Разом стихла площадь. Тянули головы крестьяне, приподнимались на цыпочки, силясь рассмотреть, кто там карабкался на трибуну. «Колчак, Колчак», — зашелестело в толпе. С чьей- то легкой руки Колчаком прозвали Горячева. Появление на трибуне Пикина озадачило крестьян.
— Что за пугало?
— Прямо с аду к нам…
— Это, бают, настоящий комиссар…
— Бреши больше. Чего б его вознесли туда?

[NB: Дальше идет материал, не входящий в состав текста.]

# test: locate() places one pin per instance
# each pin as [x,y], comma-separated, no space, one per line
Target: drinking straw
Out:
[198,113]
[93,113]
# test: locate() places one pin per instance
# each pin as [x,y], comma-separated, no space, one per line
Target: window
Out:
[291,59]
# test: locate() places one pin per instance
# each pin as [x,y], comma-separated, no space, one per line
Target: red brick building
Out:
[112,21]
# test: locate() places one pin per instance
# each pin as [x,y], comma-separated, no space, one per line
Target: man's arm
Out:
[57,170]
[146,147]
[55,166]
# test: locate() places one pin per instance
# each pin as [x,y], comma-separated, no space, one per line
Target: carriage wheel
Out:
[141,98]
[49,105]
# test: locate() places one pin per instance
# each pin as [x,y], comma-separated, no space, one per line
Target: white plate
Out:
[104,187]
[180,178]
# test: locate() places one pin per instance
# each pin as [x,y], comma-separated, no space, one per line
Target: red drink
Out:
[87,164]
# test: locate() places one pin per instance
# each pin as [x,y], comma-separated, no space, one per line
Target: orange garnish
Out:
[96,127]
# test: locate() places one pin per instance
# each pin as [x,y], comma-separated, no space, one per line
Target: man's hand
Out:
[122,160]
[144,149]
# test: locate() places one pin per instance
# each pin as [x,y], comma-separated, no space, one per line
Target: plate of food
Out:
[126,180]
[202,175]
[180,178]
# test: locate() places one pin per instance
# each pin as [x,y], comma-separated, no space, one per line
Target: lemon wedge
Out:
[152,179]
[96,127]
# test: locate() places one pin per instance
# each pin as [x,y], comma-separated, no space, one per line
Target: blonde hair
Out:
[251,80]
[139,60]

Горячев подался вперед, перегнулся над перилами, высоким сильным голосом крикнул;
— Братья крестьяне!
Вскинул голову, настороженным ухом вобрал густеющую тишину и продолжал, все более возбуждаясь, энергично и размашисто жестикулируя длинными руками.
— Вы, вольнолюбивые сибирские пахари, первыми подняли знамя борьбы…
Он заговорил о «злодействах большевиков», приводя примеры бесчинств продотряда Карпова-Доливо и подобных ему, действовавших под его, Горячева, диктовку. Называл поименно пострадавших крестьян, то и дело спрашивая толпу: «Правду ли я говорю?»
— Крестьяне соседних губерний тоже поднялись против комиссаров. Матросы Кронштадта отказались повиноваться большевикам, создали свое правительство. Близок час возмездия. Чуя это, товарищи комиссары пускаются на всевозможные хит-ро-сти и у-ловки. В последнее время большевистские лазутчики стали распространять слухи, будто Ленин отменил разверстку, а все бесчинства чинились без ведома Москвы и в них повинна лишь мелкая сошка. Не верьте этому! Чтоб вы из первых рук узнали правду о разверстке, мы дадим сейчас слово губернскому продовольственному комиссару, члену Северского губкома большевиков Пикину…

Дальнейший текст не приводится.